Walmart’s Glass opts out of re-election to board of directors
Home & Textiles Today Staff -- Home Textiles Today, April 22, 2009
Bentonville, Ark. – Wal-Mart Stores Inc.’s former president and ceo David Glass has decided not to stand for re-election to the retailer’s board of directors, come June 5 at Walmart’s annual shareholders’ meeting.
Glass is currently a board member and has been since 1977.
He joined Walmart in 1976 as the company executive vp of finance and one year later was elected to its board.
He continued to climb the ranks, with a promotion to vice chairman and cfo in 1982. Soon after, in 1984, he was named president and coo, until finally he succeeded the company’s founder Sam Walton as president and ceo in January 1988. He remained in that post until retiring in January 2000.
“I cannot overstate David’s contribution to our company,” said Rob Walton, chairman of the board of Wal-Mart Stores Inc. “He established a new foundation for the company’s growth, and my dad considered him to be one of the finest retail talents he had ever met.”
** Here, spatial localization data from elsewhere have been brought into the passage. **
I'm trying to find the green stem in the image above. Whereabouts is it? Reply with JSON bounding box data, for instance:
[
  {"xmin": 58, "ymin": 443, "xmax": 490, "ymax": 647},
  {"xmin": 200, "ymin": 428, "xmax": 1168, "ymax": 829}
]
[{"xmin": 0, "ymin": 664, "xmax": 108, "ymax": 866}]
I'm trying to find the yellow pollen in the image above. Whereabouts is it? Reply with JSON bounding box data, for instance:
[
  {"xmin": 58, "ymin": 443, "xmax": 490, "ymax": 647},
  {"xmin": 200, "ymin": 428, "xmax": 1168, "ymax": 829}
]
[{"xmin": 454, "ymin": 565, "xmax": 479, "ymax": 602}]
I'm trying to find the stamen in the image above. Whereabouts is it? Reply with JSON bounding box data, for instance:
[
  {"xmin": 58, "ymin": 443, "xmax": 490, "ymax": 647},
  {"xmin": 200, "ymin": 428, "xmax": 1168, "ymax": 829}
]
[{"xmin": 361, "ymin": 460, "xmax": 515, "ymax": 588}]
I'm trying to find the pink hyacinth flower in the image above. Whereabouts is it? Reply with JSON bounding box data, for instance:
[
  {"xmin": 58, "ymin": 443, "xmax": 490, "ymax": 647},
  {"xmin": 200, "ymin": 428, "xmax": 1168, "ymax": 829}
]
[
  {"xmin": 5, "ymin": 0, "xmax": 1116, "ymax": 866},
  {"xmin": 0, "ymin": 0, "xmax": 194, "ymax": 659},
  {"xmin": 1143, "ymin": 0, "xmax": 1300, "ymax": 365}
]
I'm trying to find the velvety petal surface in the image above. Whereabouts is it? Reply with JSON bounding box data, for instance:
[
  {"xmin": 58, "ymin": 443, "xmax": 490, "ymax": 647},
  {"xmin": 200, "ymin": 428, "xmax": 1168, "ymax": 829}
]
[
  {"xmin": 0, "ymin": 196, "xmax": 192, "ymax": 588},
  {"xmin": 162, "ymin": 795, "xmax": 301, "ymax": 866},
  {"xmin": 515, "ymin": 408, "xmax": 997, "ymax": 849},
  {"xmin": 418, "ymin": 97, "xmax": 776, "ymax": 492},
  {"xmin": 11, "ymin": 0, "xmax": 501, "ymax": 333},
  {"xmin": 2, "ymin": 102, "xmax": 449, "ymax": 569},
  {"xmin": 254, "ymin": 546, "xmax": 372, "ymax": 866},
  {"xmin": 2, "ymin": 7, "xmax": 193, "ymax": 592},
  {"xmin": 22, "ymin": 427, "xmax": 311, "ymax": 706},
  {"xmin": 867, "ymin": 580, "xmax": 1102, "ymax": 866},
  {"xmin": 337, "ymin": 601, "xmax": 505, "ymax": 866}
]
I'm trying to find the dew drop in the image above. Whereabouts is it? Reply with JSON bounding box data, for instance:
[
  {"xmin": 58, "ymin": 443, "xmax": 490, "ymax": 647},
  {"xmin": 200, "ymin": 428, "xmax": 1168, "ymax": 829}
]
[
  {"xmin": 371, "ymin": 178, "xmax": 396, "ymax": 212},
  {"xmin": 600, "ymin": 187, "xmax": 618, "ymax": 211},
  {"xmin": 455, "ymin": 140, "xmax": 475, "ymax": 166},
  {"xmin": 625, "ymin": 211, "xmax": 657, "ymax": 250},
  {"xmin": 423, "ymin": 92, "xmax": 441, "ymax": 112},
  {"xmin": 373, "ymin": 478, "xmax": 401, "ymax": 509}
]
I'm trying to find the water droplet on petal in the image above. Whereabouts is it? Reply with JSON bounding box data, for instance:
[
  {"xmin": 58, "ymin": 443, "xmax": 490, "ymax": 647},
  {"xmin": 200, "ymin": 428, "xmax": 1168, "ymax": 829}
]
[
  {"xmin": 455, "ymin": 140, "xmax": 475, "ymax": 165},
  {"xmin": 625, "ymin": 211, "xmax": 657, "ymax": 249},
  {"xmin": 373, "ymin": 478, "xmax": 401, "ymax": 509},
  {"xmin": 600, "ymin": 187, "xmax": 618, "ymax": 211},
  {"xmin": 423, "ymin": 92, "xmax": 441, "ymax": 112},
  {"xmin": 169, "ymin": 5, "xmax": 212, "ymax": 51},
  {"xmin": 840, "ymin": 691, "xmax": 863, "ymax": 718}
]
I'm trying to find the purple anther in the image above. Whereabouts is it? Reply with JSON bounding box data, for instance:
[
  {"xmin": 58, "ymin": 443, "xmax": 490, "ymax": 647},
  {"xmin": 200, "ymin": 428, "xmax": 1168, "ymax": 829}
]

Glass, who came to the company from Consumer’s Markets, is credited with establishing Walmart’s first distribution center outside of headquarters here, and equipping it with computerized distribution – “proving that the company’s geographic reach could be extended well beyond its home state,” the company said. He was also “instrumental in the creation of Sam’s Club” in 1983, and later as the company’s president and ceo, “Glass pioneered development of the first supercenter, which is now the company’s dominant retail format.” Under his leadership, Walmart became the nation’s largest retail company and made its first foray into international markets with an acquisition in Mexico.
After leaving Walmart, he continued to serve on its board as chairman of the executive committee until 2006 and, most recently, as a member of the strategic planning and finance committee.
“David joined Wal-Mart at a crucial time in the company’s history, bringing expertise in finance and distribution and pioneering the use of computer systems to link our stores and supply chain,” Walton said. “He is a great merchant who never lost the customer perspective. He encouraged frequent and open communication, and his talent for expressing his ideas was exceeded only by his talent for listening.”
With Glass’ retirement, Walmart’s board will consist of 15 directors, all of whom will stand for re-election at the annual shareholders’ meeting on June 5.